About
1823-1900
Max Mueller is one of the best-known Indologists, partly because of his successful efforts to address the general public. He repeatedly drew attention to the uniqueness of the Veda and awakened interest in Indology among educated people. What he claimed to be the object and aim of philology was certainly his own aim too, "to learn what man is, by learning what man has been."

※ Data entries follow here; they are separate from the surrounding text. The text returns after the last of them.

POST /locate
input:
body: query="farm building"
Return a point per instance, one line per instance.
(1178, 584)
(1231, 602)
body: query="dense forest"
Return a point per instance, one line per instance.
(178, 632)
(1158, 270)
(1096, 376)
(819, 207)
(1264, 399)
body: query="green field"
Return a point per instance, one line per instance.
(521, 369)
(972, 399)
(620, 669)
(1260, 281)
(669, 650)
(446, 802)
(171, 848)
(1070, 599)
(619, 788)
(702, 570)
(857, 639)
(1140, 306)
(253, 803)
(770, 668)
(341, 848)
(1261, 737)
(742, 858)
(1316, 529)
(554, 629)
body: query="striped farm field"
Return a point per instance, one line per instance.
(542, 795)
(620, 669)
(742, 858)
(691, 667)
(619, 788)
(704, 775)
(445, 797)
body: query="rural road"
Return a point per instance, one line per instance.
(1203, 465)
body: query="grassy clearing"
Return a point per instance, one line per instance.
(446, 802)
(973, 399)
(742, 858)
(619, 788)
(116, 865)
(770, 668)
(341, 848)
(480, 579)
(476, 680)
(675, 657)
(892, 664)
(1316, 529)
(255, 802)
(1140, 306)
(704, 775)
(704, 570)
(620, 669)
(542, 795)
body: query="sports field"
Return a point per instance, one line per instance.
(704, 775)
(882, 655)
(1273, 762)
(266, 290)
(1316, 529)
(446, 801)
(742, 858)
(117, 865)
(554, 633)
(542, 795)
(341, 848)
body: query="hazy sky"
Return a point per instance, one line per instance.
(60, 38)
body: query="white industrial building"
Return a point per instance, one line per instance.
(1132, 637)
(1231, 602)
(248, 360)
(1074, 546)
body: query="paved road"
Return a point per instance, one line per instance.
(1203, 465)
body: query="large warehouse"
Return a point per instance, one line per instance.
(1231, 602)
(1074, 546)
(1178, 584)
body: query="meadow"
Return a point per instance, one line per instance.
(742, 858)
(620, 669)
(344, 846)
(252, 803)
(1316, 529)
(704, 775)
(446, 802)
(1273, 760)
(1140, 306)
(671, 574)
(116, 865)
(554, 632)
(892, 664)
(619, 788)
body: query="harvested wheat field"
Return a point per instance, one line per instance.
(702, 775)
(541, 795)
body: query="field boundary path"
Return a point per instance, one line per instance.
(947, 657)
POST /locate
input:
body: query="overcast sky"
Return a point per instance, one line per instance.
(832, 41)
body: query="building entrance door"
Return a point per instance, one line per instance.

Friedrich Max Mueller was born on 6.12.1823 in Dessau. His father, Wilhelm Mueller (1794-1827), was a librarian, whose lyrics were well known at the time. Max Mueller studied classical philology and philosophy at Leipzig University and was induced by Hermann Brockhaus to learn Sanskrit. In 1844, he went to Berlin in order to study with Bopp and Schelling. A year later, he went to Paris, where he attended E. Burnouf's classes on the Rigveda. "A new world was opened up to me", Mueller wrote in his autobiography. He decided to publish the Rigveda together with Sayana's commentary. In 1846, Max Mueller went to London, where the East India Company agreed to bear the expenses of printing this work. The first volume was published in 1849 when Mueller was only 26 years of age. Other volumes followed in 1854,1856,1862 and 1874. The first edition of 500 copies was sold very quickly and the Maharaja of Vijayanagara agreed to bear the expenses of the second edition. Four volumes of Rigveda Samhita, the Sacred Hymns of the Brahmans, together with the commentary of Sayanacharya, were published in London under the patronage of the Maharaja of Vijayanagara, Sir Pasupati Anand Gajapati Ray. Several editions of the Rigveda in the Bombay Sanskrit Series were based on this work. Max Mueller translated Hymns to the Maruts or storm-gods in the first volume of the Rigveda translation; the translation, however, was not continued.